I.F. Stone (1907 to 1989) published his Weekly from 1953 to 1971, typed with two fingers on his typewriter. Throughout his work, ranked as second in importance for all-time among print journalism, he scrutinized and challenged prevailing policy and ideas. While I.F. Stone is the touchstone, Peabody throws his net much wider. Michael Moore, who speaks several times in the documentary, says he can draw a straight line from I.F. Stone to himself. Other esteemed individuals who speak include Amy Goodman, John Carlos Frey, Matt Taibbi, Noam Chomsky, and Sharif Abdel Kouddous, among others. Their comments enliven the loosely stitched together patchwork quilt of stories largely ignored by the mainstream media. The refugee camps, the mass graves of unidentified migrants crossing the U.S. southern border, the weapons of mass destruction, and the Vietnam bombings: all needed much sharper coverage to reveal the lies and erroneous presentations by those in power.

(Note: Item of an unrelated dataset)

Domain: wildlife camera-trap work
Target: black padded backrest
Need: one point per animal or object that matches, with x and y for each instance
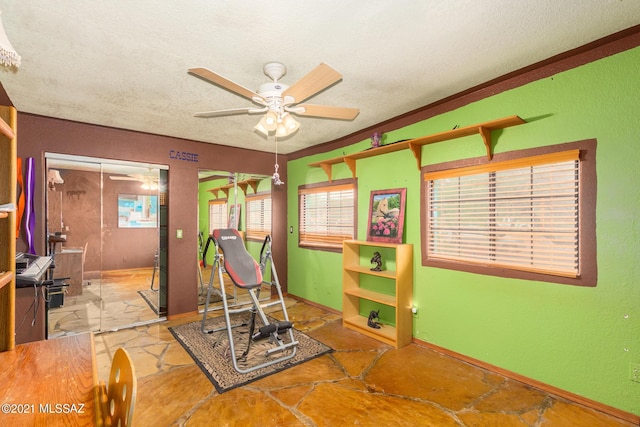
(243, 270)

Peabody takes Stone's iconoclastic approach and highlights the exceptional reporters and programs still keeping the faith, so to speak. Democracy, Now!, Rolling Stone contributor Taibbi, The Intercept co-founders Glenn Greenwald, Jeremy Scahill and Laura Poitras, Tom Engelhardt's TomDispatch blog, Mother Jones, and more: all receive their due, with archival footage providing historical records. As Peabody touches on diverse topics over decades in a loosely organized presentation, what emerges is how much a healthy society needs reporters following the model of I.F. Stone. 

All Governments Lie: Truth, Deception, and the Spirit of I.F. Stone screens at Webster University's Winifred Moore auditorium Friday, February 10 through Sunday, February 12 at 7:30 each evening.